W czasach przedchrześcijańskich Islandczycy obchodzili święto zimowego przesilenia dnia z nocą (najkrótszego dnia w roku).
Te obchody były nazywane "jól" (odpowiednik angielskiego: "Yule").
Święto to nie miało żadnego znaczenia religijnego. Było raczej czczeniem światła i celebrowaniem
przeżywania najciemniejszych miesięcy w roku.
Po przyjęciu Chrześcijaństwa (1000 r.) przekształcono to święto dopasowując go do nowej religii i dziś jól
ozancza na Islandii Boże Narodzenie.
W dawnych czasach nie było zwyczaju dawania ani otrzymywania prezentów z okazji Bożego Narodzenia.

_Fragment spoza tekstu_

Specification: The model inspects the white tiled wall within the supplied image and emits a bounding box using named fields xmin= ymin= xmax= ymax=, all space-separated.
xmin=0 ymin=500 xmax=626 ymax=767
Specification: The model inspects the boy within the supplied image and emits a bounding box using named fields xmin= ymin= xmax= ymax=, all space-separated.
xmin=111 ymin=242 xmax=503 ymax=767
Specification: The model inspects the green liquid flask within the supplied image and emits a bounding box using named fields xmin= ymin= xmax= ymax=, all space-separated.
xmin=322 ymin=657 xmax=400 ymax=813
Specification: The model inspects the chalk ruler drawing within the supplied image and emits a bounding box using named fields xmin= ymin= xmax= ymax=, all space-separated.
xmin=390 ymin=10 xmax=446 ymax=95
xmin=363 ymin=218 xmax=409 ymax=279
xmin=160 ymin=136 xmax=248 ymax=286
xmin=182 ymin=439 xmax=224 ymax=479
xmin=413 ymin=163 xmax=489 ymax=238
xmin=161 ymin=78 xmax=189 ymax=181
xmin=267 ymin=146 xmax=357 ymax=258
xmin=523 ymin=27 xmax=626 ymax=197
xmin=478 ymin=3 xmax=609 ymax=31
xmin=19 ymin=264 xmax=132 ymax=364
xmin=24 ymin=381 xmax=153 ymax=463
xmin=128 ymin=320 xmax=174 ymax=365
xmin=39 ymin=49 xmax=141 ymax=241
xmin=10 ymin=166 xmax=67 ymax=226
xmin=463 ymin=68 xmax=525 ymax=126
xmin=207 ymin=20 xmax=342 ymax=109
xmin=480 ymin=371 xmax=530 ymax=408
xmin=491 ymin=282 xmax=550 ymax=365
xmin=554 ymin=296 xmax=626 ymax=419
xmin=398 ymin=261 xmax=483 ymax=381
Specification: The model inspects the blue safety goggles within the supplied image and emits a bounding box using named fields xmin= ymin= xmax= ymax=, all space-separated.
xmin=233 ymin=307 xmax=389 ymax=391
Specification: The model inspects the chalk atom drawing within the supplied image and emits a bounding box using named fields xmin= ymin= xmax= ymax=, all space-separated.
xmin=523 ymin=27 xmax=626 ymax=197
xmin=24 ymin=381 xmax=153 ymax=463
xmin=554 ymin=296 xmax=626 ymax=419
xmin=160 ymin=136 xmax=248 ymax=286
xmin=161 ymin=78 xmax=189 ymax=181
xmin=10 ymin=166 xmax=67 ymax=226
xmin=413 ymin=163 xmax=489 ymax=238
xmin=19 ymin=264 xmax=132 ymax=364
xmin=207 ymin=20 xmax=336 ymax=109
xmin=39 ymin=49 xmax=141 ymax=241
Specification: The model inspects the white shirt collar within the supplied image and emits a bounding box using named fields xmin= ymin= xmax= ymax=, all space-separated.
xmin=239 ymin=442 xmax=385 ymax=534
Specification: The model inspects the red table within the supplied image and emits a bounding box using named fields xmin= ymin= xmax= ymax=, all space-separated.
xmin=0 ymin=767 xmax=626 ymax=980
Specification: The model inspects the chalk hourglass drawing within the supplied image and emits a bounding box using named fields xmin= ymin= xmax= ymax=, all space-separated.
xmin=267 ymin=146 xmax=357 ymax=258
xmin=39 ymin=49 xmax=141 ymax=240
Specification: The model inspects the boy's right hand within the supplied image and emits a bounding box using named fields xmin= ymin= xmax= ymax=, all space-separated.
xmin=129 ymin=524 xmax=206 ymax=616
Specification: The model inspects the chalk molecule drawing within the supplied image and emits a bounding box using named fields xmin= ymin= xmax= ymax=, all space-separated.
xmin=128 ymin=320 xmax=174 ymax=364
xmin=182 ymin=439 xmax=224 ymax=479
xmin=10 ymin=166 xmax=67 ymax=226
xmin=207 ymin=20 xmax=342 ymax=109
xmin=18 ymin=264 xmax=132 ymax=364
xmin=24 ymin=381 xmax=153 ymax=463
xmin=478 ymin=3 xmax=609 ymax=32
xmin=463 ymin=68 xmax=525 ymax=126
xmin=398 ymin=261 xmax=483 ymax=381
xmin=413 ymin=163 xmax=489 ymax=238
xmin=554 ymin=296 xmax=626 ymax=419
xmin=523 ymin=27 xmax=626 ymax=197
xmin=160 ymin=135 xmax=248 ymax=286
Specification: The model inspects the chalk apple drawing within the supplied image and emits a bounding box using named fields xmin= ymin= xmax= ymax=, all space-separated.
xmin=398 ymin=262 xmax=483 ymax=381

Farmerzy dawali swoim pracownikom nowe ubrania i buty ale było to traktowane bardziej jako świąteczna
premia niż prezent. W każdym domu robiono świece na Boże Narodzenie i każda osoba w rodzinie
dostawała jedną z nich. Z okazji świąt ludzie zwykle dostawali extra-porcje jedzenia. Ci, którzy byli
zbyt biedni by pozwolić sobie na zabicie jagnięcia na święta, jedli pardwy.
Ponadto na święta przygotowywano gęstą owsiankę z rodzynkami i laufabraud - cienkie udekorowane ciasto z pszenicznej mąki.
Do świątecznych zwyczajów należało też robienie generalnych porządków w domach, kąpiel i pranie ubrań.
Świątecznego dekorowania nie praktykowano na Islandii aż do późnych lat XIX wieku, kiedy zaczęto przyozdabiać pokolorowanym papierem
patyki. Pierwsza islandzka choinka była szkieletem drzewa przyozdobionym
wrzosami i gałązkami (patrz: zdj. obok), w zastępstwie zielonego drzewka, które w tamtych czasach nie rosły na Islandii.
Zwyczaj dekorowania domów stał się dopiero popularny około 1940 r. i prawdopodobnie przyszedł
z USA wraz z amerykańską armią podczas II Wojny Światowej.